Im November gedenken wir unserer lieben Verstorbenen (2000)

Nach Regen scheint Sonne, nach Weinen wird gelacht … (aber auch umgekehrt), könnte man diesem alten Schlager nach der fröhlich gefeierten Kirmes 2000 und dem wettermäßig wechselhaftem „Goldenen Oktober“ nachsagen.

Aber genauso wie das Amen in der Kirche folgt diesen fröhlichen Tagen im Oktober – wie Erntedankfest und Kirmes – der als grau und nebelverhangene Totenmonat, der November.

Allerheiligen, Allerseelen, Volkstrauertag und Totensonntag – das sind Gedenktage an unsere lieben Verstorbenen. Es sind Tage der Besinnung und des Gedenkens. Diesem Umstand gezollt, schrieb einst in kriegerischer Zeit ein bekannter Dichter: „Gestern noch auf stolzen Rossen, heute durch die Brust geschossen, morgen in das kühle Grab.“ (Wilhelm Hauff)

Und unsere Großmutter, die das gesegnete Alter von 93 Jahren erreichte, sagte es uns mit ihren einfachen Worten: „Ale Liete mun starbe, junge Liete kunn gestarbe.“ Diese Worte habe ich bis heute nicht vergessen. Ja, sogar im Evangelium heißt es daher: „Denn ihr wisst weder den Tag noch die Stunde …“ (Matthäus 25,13)

Denken wir daran? Ein Trost für uns Christen, dass wir Lebenden unseren Verstorbenen im Gebet nahe sein können.
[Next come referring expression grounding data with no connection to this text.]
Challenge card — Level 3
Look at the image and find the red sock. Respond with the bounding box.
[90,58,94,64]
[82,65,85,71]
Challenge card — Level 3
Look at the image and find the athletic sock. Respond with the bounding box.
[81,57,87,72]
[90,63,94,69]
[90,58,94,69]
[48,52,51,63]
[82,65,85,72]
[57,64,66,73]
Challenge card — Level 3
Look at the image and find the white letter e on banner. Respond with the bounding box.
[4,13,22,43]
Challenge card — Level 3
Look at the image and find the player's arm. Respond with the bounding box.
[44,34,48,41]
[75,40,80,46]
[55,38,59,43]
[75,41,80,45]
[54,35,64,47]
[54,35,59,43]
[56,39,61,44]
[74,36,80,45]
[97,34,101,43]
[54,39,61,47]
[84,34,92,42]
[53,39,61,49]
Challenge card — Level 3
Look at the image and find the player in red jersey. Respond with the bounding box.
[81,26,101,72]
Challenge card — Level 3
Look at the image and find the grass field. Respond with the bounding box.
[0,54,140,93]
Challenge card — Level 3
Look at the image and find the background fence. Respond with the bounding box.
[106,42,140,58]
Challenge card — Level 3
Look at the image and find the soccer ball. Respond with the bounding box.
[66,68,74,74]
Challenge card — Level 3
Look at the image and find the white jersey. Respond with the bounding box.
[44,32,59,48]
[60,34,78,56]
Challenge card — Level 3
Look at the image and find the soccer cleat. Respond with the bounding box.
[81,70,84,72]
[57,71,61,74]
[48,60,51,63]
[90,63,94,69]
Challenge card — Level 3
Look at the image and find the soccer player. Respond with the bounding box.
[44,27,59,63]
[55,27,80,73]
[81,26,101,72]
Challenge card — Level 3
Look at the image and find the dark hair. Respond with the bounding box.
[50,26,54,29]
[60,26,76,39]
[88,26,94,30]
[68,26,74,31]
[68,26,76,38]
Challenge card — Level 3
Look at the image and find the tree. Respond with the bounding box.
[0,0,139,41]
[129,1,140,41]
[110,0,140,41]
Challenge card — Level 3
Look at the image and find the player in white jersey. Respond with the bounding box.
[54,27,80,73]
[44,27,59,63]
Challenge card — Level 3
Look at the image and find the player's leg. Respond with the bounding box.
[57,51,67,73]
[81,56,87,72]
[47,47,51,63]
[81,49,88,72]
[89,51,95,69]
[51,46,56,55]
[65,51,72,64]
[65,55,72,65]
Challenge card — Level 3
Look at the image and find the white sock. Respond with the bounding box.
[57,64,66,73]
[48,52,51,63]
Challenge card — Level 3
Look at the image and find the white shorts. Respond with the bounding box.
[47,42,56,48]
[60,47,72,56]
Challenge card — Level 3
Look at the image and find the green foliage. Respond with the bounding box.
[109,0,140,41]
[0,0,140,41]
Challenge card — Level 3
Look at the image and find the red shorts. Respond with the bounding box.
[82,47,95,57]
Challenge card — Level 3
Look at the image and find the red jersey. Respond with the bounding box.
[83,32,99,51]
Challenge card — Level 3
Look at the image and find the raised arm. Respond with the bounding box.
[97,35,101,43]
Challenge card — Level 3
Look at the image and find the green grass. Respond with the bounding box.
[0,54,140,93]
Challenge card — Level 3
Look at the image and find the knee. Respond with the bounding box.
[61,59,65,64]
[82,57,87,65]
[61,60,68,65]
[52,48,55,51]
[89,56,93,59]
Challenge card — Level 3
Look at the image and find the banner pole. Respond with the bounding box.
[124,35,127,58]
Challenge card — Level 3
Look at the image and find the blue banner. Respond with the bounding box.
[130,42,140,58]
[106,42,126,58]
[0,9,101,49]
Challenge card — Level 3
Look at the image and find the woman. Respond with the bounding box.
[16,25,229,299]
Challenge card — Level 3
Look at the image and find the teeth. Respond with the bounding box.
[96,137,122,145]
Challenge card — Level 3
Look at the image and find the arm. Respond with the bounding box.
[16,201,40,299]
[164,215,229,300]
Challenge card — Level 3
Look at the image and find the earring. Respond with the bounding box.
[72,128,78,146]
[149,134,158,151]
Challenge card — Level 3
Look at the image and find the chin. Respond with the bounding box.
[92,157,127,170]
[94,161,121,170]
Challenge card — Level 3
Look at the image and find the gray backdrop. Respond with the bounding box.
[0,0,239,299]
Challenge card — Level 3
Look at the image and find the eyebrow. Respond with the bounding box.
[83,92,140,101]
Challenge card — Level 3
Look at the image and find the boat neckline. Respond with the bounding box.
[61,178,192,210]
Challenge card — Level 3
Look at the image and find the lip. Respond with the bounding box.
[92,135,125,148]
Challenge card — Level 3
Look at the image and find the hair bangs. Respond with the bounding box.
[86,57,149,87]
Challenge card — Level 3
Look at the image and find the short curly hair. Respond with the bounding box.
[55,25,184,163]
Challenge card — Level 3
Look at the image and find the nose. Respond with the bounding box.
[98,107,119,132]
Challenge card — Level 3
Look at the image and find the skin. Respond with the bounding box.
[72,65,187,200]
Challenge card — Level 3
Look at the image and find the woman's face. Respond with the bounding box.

Jedes Jahr, wenn die Vegetation in der Natur schwindet, Herbststürme toben, die Blätter von den Bäumen fallen und die Tage recht trüb sind, fühlen wir uns Menschen etwas einsam und werden nachdenklich. Und in dieser Nachdenklichkeit gedenken wir auch unserer Toten. So setzt bereits Tage vor dem Kirchweihfest auf unserem Friedhof ein reges Treiben ein. Überall regen sich fleißige Hände, alter Grabschmuck des Frühjahrs und des Sommers wird abgeräumt und die Gräber werden mit winterfesten Blumen und Stauden bepflanzt und mit frischem Tannengrün abgedeckt.

Auch der Bauhof der Gemeinde war in den letzten Wochen – mit einigen tüchtigen ABM-Kräften – auf dem Friedhof emsig tätig. Lichter und Blumen sind Signale der Hoffnung, daher werden in den Novembertagen unzählige Kerzen und Lampen angezündet und die Angehörigen verweilen an den Gräbern ihrer Lieben mit einem stillen Gebet, einer kleinen Rückschau, einem Dank an den Verstorbenen.

Es sind Tage der Besinnung an diesem Ort der Ruhe und sie bedeuten für viele Menschen ein In-sich-Gehen und eine Meditation, die neue Kraft und Lebensmut geben. Wir gedenken aber auch der 65 Millionen Menschen beider Weltkriege, die im 20.Jahrhundert ihr Leben für einen wagemutigen Irrsinn lassen mussten, ja die fern der Heimat in fremder Erde ruhen. Und die Hinterbliebenen haben oft jahrelang unter einem solchen Verlust gelitten. Leider sind auf dem ganzen Erdball Kriege auch heute immer aktuell, wie wir das in jüngster Vergangenheit vor unserer Haustür – in Europa – erleben mussten.

Auf dem Eichsfeld – auch bei uns in Lengenfeld – ist es daher seit eh und je Brauch und Sitte, dass am Abend von Allerheiligen und Allerseelen Andachten mit der ganzen Gemeinde für die Verstorbenen auf dem Friedhof gehalten werden. Kaum im Laufe eines Jahres sieht man so viele Menschen auf dem Friedhof wie in Novembertagen. Immer wieder aufs Neue kommt uns da zum Bewusstsein, dass vor dem Tod niemand gefeit ist und wir Menschen diesen Weg alle – ob arm oder reich – einmal gehen müssen. Auch in diesem Jahr ist mancher unserer Verwandten, Freunde, Nachbarn und Bekannten oft zu früh ganz plötzlich und unerwartet von uns gegangen. Wie oft müssen wir schmerzlich erfahren, dass Jugend keinesfalls ein Garantieschein wider den Tod ist. Gerade heute, in unserem technisch-mobilen Zeitalter lauern diese tödlichen Gefahren mehr denn je. Liest man die Tageszeitung so erfährt man, wie oft junge Menschen in der Blüte ihres Lebens aus diesem scheiden mussten.

Herr gib Ihnen die ewige Ruhe! Lass sie ruhen in Frieden!